US Won’t Pass a GDPR-Like Law
Despite the calls for passing a law like the GDPR on a federal level in the US, it seems that it won’t happen anytime soon.
Politicians from some US states have continuous attempts to bring online privacy discussions into legislation bodies on a state level, but very few states have passed any data protection law. Even those that have been introduced are far from the comprehensiveness of the GDPR.
But New Ideas Come From the US
Andrew Yang, a candidate in the US Democrates’ primary elections 2020, brought the idea of personal data as an asset. Yang’s idea was to grant data subjects the right to receive money in return for sharing their personal data.

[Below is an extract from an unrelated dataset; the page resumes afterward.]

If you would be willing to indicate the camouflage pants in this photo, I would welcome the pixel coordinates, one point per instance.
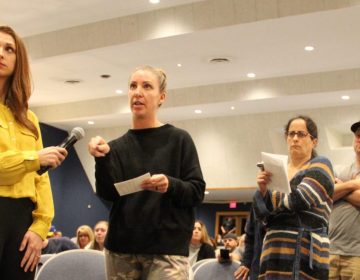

This idea has not been included in a law yet, although there is something like that in the CCPA. In some of the recent updates, the CCPA regulated the financial incentives for users who share personal data for that purpose. This pertains mostly to loyalty programs, though, so data is not an asset in California yet.
New EU-US Data Transfers Agreement Is Necessary
A new data transfers agreement between the European Union and the United States is more than necessary. In the absence of such agreement, data transfers are tricky and make it easy to slide into violation of the GDPR.
More Businesses May Become Compliant
Schrems is after small and medium businesses now. The action against the so-called “cookie banner terror” aims to make companies respect GDPR cookie banner rules.
They have employed an automated system that could create up to 10.000 complaints daily. The complaints will be sent to companies, and if they do not comply within a month, NOYB will send complaints to data protection authorities.
It is reasonable to expect that actions like this could make businesses consider their GDPR compliance one more time.
Blockchains Pose a Huge Challenge
When legislators had been writing the GDPR, they obviously hadn’t thought of blockchains. Although the GDPR is tech-agnostic, it has some points of conflict with blockchains, such as:
- The right to be forgotten, which is impossible on the blockchain
- Applicability of the territorial scope of the GDPR, since nodes can be everywhere
- Who is the data controller (are the nodes data controllers?)
Blockchains are a space of its own. Their development is exciting, and the alignment with the GDPR will be exciting as well.